Cache busting with Jekyll and Gulp

Since I love tinkering with my journal, updates to both my stylesheets and JavaScript files are quite frequent. Up till now, I’ve just let Gulp generate my files and then I included this in my Jekyll templates in a hard-coded fashion. But it then hit me that maybe I should do something to make sure that recurring visitors always get the latest version of my JavaScript and CSS, if they’ve been changed.

What is cache busting?

In short, cache busting is a way to make sure that a client downloads your very latest version of a file. The simplest way to do this is to either give the file a random name, like ab459ef32da.css or, in my opinion, the nicer variant of adding a query string along the lines of styles.css?version=ab459ef32da. Then, each time you do a change to this file, you make sure that the random string changes, and you’ve successfully busted that cache.

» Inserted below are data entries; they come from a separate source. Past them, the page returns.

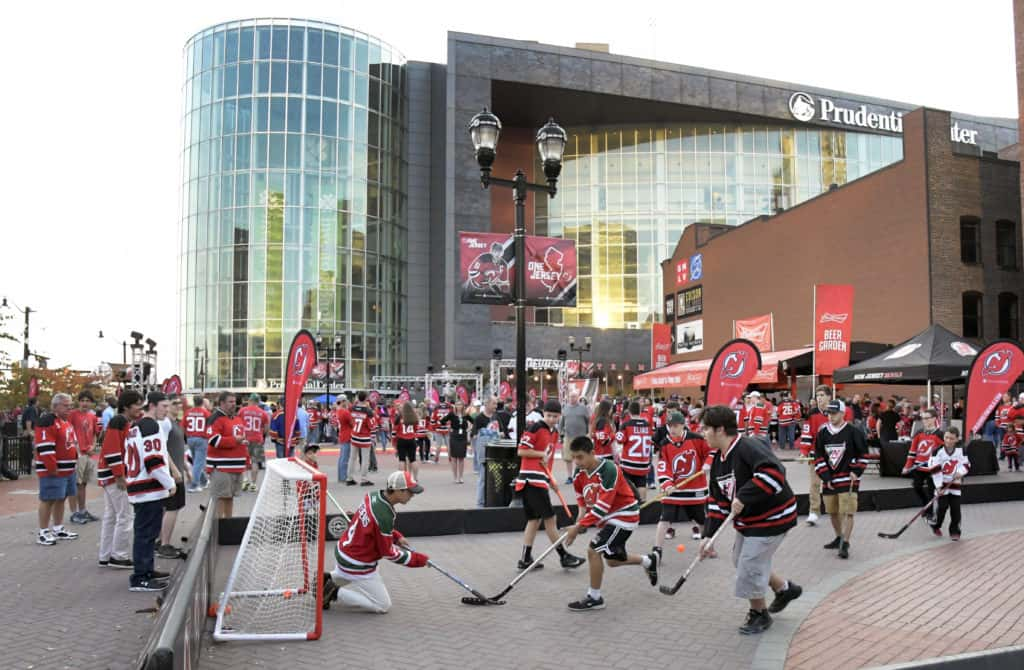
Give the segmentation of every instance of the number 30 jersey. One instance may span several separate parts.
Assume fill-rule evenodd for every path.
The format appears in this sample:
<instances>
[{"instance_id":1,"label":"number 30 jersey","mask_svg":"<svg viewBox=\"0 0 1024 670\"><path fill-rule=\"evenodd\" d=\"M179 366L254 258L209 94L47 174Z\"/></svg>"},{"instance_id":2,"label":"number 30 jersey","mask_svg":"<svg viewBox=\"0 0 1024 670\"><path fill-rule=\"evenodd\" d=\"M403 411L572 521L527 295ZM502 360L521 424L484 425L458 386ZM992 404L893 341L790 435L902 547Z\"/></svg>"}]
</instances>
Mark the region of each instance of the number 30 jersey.
<instances>
[{"instance_id":1,"label":"number 30 jersey","mask_svg":"<svg viewBox=\"0 0 1024 670\"><path fill-rule=\"evenodd\" d=\"M174 488L167 467L167 435L156 419L139 419L125 439L125 481L133 504L163 500Z\"/></svg>"},{"instance_id":2,"label":"number 30 jersey","mask_svg":"<svg viewBox=\"0 0 1024 670\"><path fill-rule=\"evenodd\" d=\"M615 442L623 446L618 456L618 464L623 472L636 476L647 476L650 469L650 452L653 431L650 424L640 417L635 417L623 424L622 430L615 434Z\"/></svg>"}]
</instances>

Update (2016-02-26): Apparently, according to GTmetrix, some proxies do not cache static resources with a query string in the URL. They recommend that you encode the unique string into the file names themselves.

Making Gulp and Jekyll work together

As mentioned, I use Gulp to minify and concatenate both my CSS and JavaScript. The output files are hardcoded in my Gulpfile.js so all Jekyll needed was the paths to both files in the templates and be done with it.

<link rel="stylesheet" href="/gui/css/styles.css">
<script src="/gui/js/main.js" defer></script>

In order to get some cache busting going, I needed the following:

  • Give my generated CSS and JavaScript files a unique string everytime they are updated with Gulp
  • Make this string available to Jekyll somehow to append it when linking to the files in the Jekyll template
  • Automate it so I don’t have to think about it anymore

Since I only want the string to change when I’ve done something to either the JavaScript or CSS, the best approach would be to use the MD5 checksum from each generated file to indicate when something has changed. So I needed some sort of Gulp plugin to grab the MD5 and then do something with it. But first, we need to sort out how to get this data into Gulp.

Enter the data folder

Jekyll has this nifty feature that lets you define custom data.

In addition to the built-in variables available from Jekyll, you can specify your own custom data that can be accessed via the Liquid templating system.

Jekyll supports loading data from YAML, JSON, and CSV files located in the _data directory.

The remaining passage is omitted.